Как представляется, изложенных выше аргументов достаточно, чтобы показать, что тезис об использовании обязательственно-правовой ответственности директора в качестве инструмента, стимулирующего соблюдение юридическими лицами публично-правовых предписаний, выглядит весьма спорным. В данном случае механизмы частного права используются для достижения публично-правовых целей, что влечёт нарушение равенства участников гражданско-правовых отношений.
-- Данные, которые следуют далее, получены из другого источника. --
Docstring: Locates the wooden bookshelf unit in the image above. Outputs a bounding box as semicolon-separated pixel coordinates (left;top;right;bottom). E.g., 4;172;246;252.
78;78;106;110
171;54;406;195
В действительности режим возмещения директором убытков следовало бы сделать единым вне зависимости от того, вызваны эти убытки наложением на юридическое лицо публично-правовых санкций или же иными обстоятельствами. В частности, это касается и (а) определения того, что собой представляют убытки (директор может ссылаться на то, что убытки причинены во избежание большего ущерба), и (б) применения правила обычного делового риска (в зависимости от сферы деятельности юридического лица некоторые типы нарушений могут составлять часть обычного риска предпринимательской деятельности), и (в) оценки разумности действий директора (в том числе учёта масштабов деятельности юридического лица и выстроенной в нём системы контроля и управления). Кроме того, сформулированное в абз. 2 п. 4 Постановления № 62 возражение директора о правовой неопределённости, связанной с противоречивостью правоприменительной практики, также должно толковаться широко и применяться за рамками споров о взыскании с директора убытков из публично-правовой ответственности.
При этом, поскольку цель настоящей статьи состояла в том, чтобы продемонстрировать спорность особого режима возмещения директором убытков из публично-правовой ответственности, мы намеренно оставляем за её рамками вопросы о том, (а) следует ли допускать какие-либо исключения для случаев особо циничных нарушений предписаний закона (как публично-, так и частноправовых), а также (б) (при положительном ответе на первый вопрос) должны ли выгоды, полученные юридическим лицом, учитываться при взыскании убытков с директора. С одной стороны, дестимулирование описанных циничных нарушений должно осуществляться с помощью инструментов, доступных соответствующей отрасли права, а не за счёт переложения финансового бремени на директора в рамках его обязательственно-правовых отношений с юридическим лицом. С другой стороны, если указанные инструменты неэффективны, то освобождение директора от возмещения убытков (в том числе при учёте выгод, полученных юридическим лицом от нарушения) может, напротив, дополнительно стимулировать несоблюдение соответствующих притязаний. Поэтому определение точных критериев, которыми правопорядок должен руководствоваться при ответе на поставленные непростые вопросы, точно заслуживает самостоятельного исследования.